Effects of ethanol pre-exposure with A2AR activation on ethanol-containing reward-seeking in C57BL/6J mice. A, Behavior schedule. B, The number of entries, and (C) spontaneous alternation (%) in the Y-maze. D, Magazine entries in the magazine training session and (E) differences of nose-poking behavior during operant conditioning between air and ethanol vapor exposure. F, Effects of ethanol pre-exposure and pharmacological A2AR modulations (CGS: 0.1 mg/kg, i.p.; KW: 1 mg/kg, i.p.; or CGS + KW) on nose-poke in water presentation. G, Nose-poking changes between water (W) and 10E10S presentations. Data represented mean ± SEM; (B, C) n = 11/air group, n = 22/ethanol group; (D, E) n = 16/air group, n = 29/ethanol group; (F, G) n = 14/air + VEH group; n = 11/ethanol + VEH group; n = 11/ethanol + CGS group; n = 11/ethanol + CGS + KW group. *p < 0.05, comparing each group. B–D, Unpaired Student's t test, (E) two-way repeated-measures ANOVA followed by Bonferroni's multiple-comparisons test, (F) one-way ANOVA followed by Tukey's multiple-comparisons test, (G) paired Student's t test.
We then examined the role of A2AR using pharmacological agents. As predicted, CGS (0.1 mg/kg, i.p.) decreased the effects of ethanol vapor on nose-poking behaviors in the water presentation (Fig. 4F; p = 0.001) and abolished the nose-poking difference between the water and 10E10S presentations (Fig. 4G; t = 1.936, p = 0.082). However, intraperitoneal cotreatments of the A2AR agonist and antagonist (CGS 0.1 mg/kg + KW 1 mg/kg) restored the nose-poking behavior compared with that of the CGS alone treatment group in the water presentation (Fig. 4F; p < 0.001) as well as the difference in nose-poking behavior between the water and 10E10S presentations (Fig. 4G; t = 5.281, p < 0.001). Therefore, these results suggest that ethanol pre-exposure may potentiate A2AR-dependent revaluation of the conditioned reward.
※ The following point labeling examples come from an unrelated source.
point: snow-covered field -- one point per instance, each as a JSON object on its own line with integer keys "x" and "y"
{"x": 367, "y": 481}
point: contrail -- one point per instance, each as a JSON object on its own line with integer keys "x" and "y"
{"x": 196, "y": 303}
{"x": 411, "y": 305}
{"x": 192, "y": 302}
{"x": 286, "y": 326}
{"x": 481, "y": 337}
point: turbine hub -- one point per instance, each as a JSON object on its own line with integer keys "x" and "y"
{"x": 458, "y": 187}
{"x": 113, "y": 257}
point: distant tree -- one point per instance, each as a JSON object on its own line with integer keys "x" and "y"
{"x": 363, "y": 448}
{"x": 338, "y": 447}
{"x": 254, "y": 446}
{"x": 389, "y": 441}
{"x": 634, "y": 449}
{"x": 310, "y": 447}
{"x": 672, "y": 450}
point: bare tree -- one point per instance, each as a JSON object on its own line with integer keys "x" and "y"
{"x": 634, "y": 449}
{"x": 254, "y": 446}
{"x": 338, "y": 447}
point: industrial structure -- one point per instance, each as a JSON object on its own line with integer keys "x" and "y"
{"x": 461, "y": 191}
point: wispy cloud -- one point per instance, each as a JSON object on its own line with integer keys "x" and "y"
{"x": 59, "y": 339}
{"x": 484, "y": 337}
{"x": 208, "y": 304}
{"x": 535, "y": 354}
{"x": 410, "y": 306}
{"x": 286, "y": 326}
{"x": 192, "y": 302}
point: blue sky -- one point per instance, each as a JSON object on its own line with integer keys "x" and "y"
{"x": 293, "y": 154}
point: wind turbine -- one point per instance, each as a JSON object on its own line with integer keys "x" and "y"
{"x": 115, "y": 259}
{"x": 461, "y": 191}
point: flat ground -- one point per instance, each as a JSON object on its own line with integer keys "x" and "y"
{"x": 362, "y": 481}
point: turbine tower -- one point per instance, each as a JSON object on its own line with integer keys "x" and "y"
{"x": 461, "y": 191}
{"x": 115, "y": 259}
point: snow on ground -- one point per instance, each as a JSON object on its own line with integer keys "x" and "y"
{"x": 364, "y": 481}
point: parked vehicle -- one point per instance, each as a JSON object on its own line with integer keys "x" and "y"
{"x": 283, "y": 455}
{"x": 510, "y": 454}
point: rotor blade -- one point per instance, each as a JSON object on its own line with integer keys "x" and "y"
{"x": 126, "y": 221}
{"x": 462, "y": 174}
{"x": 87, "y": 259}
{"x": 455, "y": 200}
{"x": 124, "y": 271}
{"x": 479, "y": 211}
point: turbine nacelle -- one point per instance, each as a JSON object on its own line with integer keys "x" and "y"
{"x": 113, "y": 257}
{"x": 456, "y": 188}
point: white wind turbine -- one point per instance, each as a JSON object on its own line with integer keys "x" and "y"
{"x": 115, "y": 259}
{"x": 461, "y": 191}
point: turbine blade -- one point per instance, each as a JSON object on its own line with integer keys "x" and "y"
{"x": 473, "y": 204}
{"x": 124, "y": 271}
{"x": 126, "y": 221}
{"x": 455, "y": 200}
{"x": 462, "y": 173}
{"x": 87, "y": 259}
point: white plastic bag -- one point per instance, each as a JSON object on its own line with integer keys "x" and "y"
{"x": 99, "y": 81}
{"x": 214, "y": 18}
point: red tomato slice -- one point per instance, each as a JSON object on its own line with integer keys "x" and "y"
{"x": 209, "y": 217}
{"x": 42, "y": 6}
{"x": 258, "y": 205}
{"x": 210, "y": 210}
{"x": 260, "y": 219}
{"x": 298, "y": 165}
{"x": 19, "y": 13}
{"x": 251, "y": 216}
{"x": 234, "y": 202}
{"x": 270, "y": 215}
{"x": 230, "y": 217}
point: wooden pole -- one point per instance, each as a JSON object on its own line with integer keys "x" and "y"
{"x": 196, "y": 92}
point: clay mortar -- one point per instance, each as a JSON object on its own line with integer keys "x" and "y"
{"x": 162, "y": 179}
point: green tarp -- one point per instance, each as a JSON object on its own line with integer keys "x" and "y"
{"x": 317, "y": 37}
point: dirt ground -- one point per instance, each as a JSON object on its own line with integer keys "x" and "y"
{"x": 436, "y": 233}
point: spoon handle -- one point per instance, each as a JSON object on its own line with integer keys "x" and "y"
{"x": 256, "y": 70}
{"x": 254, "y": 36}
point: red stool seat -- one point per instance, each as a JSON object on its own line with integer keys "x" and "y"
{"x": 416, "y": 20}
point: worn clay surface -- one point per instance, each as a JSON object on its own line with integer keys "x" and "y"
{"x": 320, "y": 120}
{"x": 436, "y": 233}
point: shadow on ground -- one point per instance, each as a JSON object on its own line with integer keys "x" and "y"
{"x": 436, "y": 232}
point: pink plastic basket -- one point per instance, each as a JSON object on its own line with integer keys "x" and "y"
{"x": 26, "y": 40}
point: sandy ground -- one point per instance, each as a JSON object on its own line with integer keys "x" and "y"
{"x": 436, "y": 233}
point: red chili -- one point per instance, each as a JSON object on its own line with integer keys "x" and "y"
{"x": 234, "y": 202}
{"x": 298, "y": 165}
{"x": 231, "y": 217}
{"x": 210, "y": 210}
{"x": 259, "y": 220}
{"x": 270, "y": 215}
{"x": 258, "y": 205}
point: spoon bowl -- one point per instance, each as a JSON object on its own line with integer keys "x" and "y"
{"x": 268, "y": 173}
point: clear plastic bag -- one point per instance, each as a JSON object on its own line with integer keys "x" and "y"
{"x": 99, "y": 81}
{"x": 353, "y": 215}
A2AR activation-induced DMS iMSNs excitation in conditioned reward revaluation
A2AR is known to coexpress with D2R in the striatal iMSNs (Farrell et al., 2013; Oude Ophuis et al., 2014), so we used D2R promoter-driven eGFP-expressing mice (Escande et al., 2016) to investigate whether A2AR activation and operant conditioning with the conditioned reward change iMSNs activities in the DMS (Fig. 5A). We found that operant conditioning reduced iMSNs firing in response to the current injection (Fig. 5B,C; F(2,33) = 5.065, p = 0.012; p = 0.010 at 200 pA, p = 0.001 at 250 pA, p < 0.001 at 300 pA current) without alteration in the resting membrane potential (Fig. 5D; F(2,33) = 0.395, p = 0.677) in brain slices prepared 24 h after the last conditioning session with the conditioned reward in D2R-eGFP mice. However, A2AR agonist CGS (10 μm) increased the firing of iMSNs in the DMS of mice which exhibited conditioned reward-seeking (Fig. 5C; p = 0.014 at 250 pA, p = 0.001 at 300 pA current). CGS treatments also increased the EPSC amplitude (for eEPSCs, Fig. 5E,F: t = 3.114, p = 0.026, VEH 35.52 ± 9.31 pA, CGS 46.64 ± 13.52 pA; for mEPSCs, 5G,H: t = 4.626, p = 0.010) and charge transfer (for eEPSCs, Fig. 5F: t = 2.779, p = 0.039; for mEPSCs, 5H: t = 9.846, p = 0.001) in the iMSNs, whereas A2AR activation did not alter mEPSCs frequency (Fig. 5H; t = 1.088, p = 0.338). These results suggest that operant conditioning with the conditioned reward reduces the capability of neuronal response to stimulation in the DMS iMSNs while A2AR activation reverses the reduced neuronal firing.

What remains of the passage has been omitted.